Wir müssen noch den Rathausschlüssel zurückgeben. Wir suchen DJ Maik. Eigentlich war vereinbart, dass er sich die ganze Zeit um die Bühne herum aufhält. Isser nich. Überall gesucht nach rosa T-Shirt. Nüscht. Die Security weiß nichtmal wer das ist. Ratlos. Weiter suchen. Wir rennen immer um die Bühne rum und um den ganzen Platz. Halbe Stunde. Irgendwann gabelt ihn Robin irgendwo auf. Der hat uns auch die ganze Zeit gesucht. Wenn gleichzeitig zwei sich suchen, freut sich niemand. Wir reden noch kurz abschließend. Ein bisschen unsicher bin ich mir, ob wir mit reiner AC/DC Musik korrekt platziert waren am Sa Abend in der Mitte des Stadtfestes, angesichts des eher mittleren Publikumszuspruchs.

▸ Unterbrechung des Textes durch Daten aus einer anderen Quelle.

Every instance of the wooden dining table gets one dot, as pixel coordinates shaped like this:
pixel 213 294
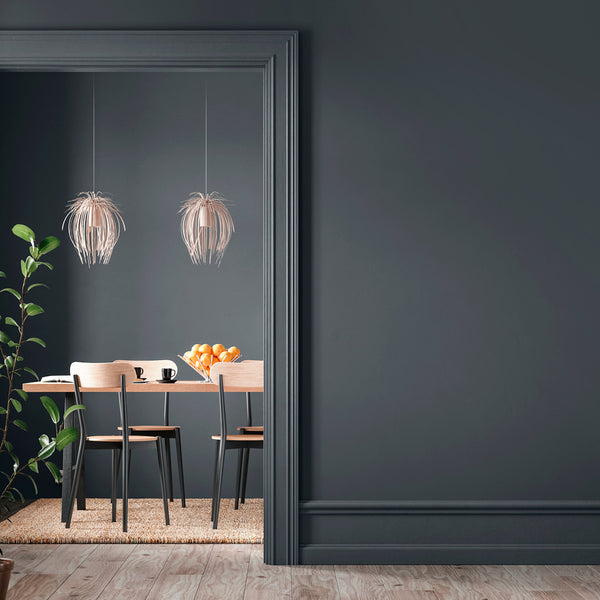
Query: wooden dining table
pixel 149 387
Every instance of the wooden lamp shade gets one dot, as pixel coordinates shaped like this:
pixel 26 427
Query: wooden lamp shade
pixel 94 223
pixel 206 227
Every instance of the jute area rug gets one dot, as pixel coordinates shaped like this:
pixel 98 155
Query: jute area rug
pixel 39 523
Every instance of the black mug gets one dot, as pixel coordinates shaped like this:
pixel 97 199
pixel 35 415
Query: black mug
pixel 168 374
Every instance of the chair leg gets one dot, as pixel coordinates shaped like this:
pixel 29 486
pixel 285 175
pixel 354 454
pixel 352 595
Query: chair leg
pixel 126 459
pixel 169 472
pixel 215 478
pixel 238 478
pixel 81 488
pixel 74 486
pixel 116 455
pixel 245 474
pixel 163 487
pixel 180 465
pixel 220 483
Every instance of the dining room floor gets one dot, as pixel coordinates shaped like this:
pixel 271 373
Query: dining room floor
pixel 40 522
pixel 237 571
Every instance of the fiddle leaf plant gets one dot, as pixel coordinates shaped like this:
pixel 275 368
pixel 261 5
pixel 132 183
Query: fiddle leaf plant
pixel 13 343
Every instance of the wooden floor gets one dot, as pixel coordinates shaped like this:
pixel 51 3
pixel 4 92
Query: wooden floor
pixel 230 572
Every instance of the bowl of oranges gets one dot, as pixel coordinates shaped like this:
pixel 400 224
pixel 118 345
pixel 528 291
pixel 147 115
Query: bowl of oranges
pixel 201 357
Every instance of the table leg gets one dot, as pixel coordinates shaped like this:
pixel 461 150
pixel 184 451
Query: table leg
pixel 81 487
pixel 68 460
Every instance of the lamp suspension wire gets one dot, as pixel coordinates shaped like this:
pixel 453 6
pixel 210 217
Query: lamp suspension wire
pixel 93 132
pixel 205 139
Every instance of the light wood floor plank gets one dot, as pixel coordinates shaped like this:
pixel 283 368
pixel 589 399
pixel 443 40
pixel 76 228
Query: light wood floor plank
pixel 88 581
pixel 237 572
pixel 26 557
pixel 138 572
pixel 406 577
pixel 562 595
pixel 35 586
pixel 584 579
pixel 362 582
pixel 226 573
pixel 65 559
pixel 182 573
pixel 538 578
pixel 42 578
pixel 314 583
pixel 267 582
pixel 457 582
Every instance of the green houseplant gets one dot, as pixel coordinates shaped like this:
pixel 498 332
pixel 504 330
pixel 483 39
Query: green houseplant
pixel 13 343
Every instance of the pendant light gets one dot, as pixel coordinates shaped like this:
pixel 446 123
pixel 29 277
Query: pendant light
pixel 93 220
pixel 206 224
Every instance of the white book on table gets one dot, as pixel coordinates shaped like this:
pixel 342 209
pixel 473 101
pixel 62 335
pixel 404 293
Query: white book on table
pixel 58 379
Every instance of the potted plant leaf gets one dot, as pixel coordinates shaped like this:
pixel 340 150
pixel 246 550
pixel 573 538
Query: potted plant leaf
pixel 14 340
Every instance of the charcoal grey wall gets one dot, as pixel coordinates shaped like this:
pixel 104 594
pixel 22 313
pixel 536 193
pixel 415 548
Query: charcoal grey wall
pixel 150 301
pixel 449 282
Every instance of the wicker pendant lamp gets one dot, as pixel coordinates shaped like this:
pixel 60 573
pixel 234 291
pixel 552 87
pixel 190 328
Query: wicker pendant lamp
pixel 93 220
pixel 206 223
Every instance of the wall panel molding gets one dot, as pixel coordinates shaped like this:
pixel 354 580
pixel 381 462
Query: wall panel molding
pixel 449 507
pixel 449 531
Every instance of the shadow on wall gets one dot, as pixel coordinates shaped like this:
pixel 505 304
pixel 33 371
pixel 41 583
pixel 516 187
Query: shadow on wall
pixel 34 146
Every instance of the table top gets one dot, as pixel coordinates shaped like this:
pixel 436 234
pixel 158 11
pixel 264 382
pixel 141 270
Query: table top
pixel 149 386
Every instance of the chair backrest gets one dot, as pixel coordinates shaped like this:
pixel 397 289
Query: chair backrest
pixel 152 368
pixel 247 373
pixel 102 374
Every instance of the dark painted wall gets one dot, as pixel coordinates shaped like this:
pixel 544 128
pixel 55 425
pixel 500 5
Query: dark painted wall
pixel 150 301
pixel 449 284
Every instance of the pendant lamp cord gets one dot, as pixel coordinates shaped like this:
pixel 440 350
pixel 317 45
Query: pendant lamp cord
pixel 205 140
pixel 94 132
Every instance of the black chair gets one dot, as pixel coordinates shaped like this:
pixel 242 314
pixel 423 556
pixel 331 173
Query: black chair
pixel 244 374
pixel 152 370
pixel 111 375
pixel 245 457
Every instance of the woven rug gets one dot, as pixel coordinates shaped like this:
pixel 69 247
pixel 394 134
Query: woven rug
pixel 39 523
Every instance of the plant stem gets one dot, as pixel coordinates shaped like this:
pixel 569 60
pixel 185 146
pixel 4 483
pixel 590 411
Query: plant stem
pixel 11 372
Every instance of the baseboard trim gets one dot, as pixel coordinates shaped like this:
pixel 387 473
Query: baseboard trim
pixel 322 554
pixel 449 507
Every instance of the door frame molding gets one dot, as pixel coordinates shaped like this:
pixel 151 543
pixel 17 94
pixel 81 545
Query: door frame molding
pixel 275 55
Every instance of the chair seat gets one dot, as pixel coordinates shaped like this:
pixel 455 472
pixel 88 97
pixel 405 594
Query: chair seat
pixel 153 427
pixel 241 438
pixel 117 438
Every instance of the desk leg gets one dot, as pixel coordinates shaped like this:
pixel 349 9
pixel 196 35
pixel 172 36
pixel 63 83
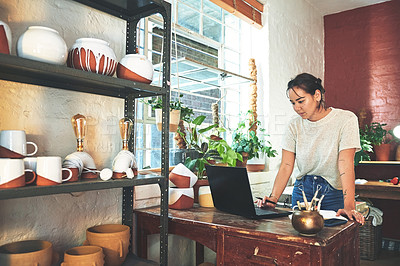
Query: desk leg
pixel 199 253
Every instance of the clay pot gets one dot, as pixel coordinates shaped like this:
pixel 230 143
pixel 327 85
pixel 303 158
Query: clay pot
pixel 174 117
pixel 181 198
pixel 92 55
pixel 5 38
pixel 84 255
pixel 135 67
pixel 42 44
pixel 382 152
pixel 113 239
pixel 28 252
pixel 307 223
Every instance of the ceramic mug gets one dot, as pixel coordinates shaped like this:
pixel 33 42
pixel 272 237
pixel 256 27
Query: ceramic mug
pixel 13 174
pixel 113 239
pixel 84 255
pixel 49 171
pixel 15 140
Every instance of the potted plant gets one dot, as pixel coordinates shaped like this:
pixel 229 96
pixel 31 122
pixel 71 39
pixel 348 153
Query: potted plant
pixel 246 141
pixel 379 138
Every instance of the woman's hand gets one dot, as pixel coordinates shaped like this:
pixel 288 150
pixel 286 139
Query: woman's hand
pixel 265 202
pixel 352 214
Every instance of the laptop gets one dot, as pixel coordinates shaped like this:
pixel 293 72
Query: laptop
pixel 231 193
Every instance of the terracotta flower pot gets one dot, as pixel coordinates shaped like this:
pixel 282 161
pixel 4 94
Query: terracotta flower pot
pixel 113 239
pixel 28 252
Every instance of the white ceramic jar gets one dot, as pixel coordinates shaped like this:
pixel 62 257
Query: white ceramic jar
pixel 42 44
pixel 5 38
pixel 92 55
pixel 135 67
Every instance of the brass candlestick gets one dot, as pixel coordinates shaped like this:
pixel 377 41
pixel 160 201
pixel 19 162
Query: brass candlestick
pixel 79 125
pixel 125 128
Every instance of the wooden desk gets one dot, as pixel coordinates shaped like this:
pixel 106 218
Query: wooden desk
pixel 241 241
pixel 378 190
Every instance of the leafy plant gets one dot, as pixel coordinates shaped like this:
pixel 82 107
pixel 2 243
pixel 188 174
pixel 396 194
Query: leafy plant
pixel 209 148
pixel 247 141
pixel 375 134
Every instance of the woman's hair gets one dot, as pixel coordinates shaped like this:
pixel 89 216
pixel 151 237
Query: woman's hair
pixel 309 84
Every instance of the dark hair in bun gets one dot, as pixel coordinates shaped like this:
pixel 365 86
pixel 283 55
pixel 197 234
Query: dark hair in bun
pixel 309 84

Ich meine da hätte eher Schlager funktioniert. Aber er meint nein nein, das war schon komplett richtig so. Schlager hätte nicht funktioniert. Na dann.

Zum Abschied spendiert uns Bruder Sven noch eine kalte Gurkensuppe. Klingt komisch, ist aber so. Und die ist richtig richtig lecker. Vor allem in a hot summer night. Spanne den Bogen. Rahmen. Zum Anfang. Gemerkt?

Abfahrt.

Nach dem Entladen des Volvo in Tröbnitz lädt sich der F noch zu einem Feierabend-Bier bei mir ein. Wir sind zwar bestürzt über die Hitze, die wir in unserer Wohnung (also Doros und meine, ich wohne NICHT mit dem F zusammen) noch vorfinden. Aber jeder ein kleines frisch gezapftes sehr kaltes Bier vom Hahn, und alles ist wieder gut. Außer Tiernahrung hätt ich fast gesagt, aber das versteht keiner mehr.

Pünktlich 1:30 Uhr Nachtruhe. Eine Mugge, verträglich für alte Leute. Wie ich bald bin.